But no matter how loudly Vincent protested his shared bravado to the young rebel Bernard, he still cared dearly about the opinions of “those people who have preconceived ideas about technique”—one of them in particular. His letters to Theo that spring brimmed with arguments for the salability of his orchard paintings and affirmations of his intent to please. “You know this kind of subject delights everybody,” he wrote. He imagined that his sunny orchards would “really break the ice in Holland” and finally win over the recalcitrant Tersteeg. He made repeated claims for their “enormous gaiety”—a code for all the changes in his art that Theo had urged for years. He traced his paintings’ lineage to
entresol
bestsellers like Monticelli and Impressionist luminaries like Renoir in support of their colorful palette and commercial appeal.

To bolster his argument, he laid plans for an ambitious “scheme of decoration” to rival Monet’s series of images from Belle-Île and the vast canvases of Seurat that the brothers had seen in the artist’s studio in February. Vincent would paint not just individual images of orchards, but groups of related images. Calling upon a lifetime of cataloguing and ordering, he imagined creating
a series of triptychs: threesomes of “matching” orchard views, each consisting of one vertical image between two horizontal images, a scheme he illustrated in a letter to Theo.

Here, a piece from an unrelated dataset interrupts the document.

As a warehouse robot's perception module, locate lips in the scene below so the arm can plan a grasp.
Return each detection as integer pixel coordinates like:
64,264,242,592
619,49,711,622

Convinced that these groupings would prove more decorative and therefore more salable, he began “touching up” the paintings he had already done in order to “give them a certain unity,” and laying plans for “a final scheme of decoration a great deal bigger”: a series of nine canvases organized in threes. Under the spell of yet another vision of success, Vincent made extravagant promises to his partner in Paris. “Take these three for your own collection,” he urged Theo concerning one of his triptychs, “and do not sell them, for they will each be worth 500 later on.” “If we had fifty like these put aside,” he wrote, the numbers inflating as his hopes spiraled upward, “then I should breathe more freely.”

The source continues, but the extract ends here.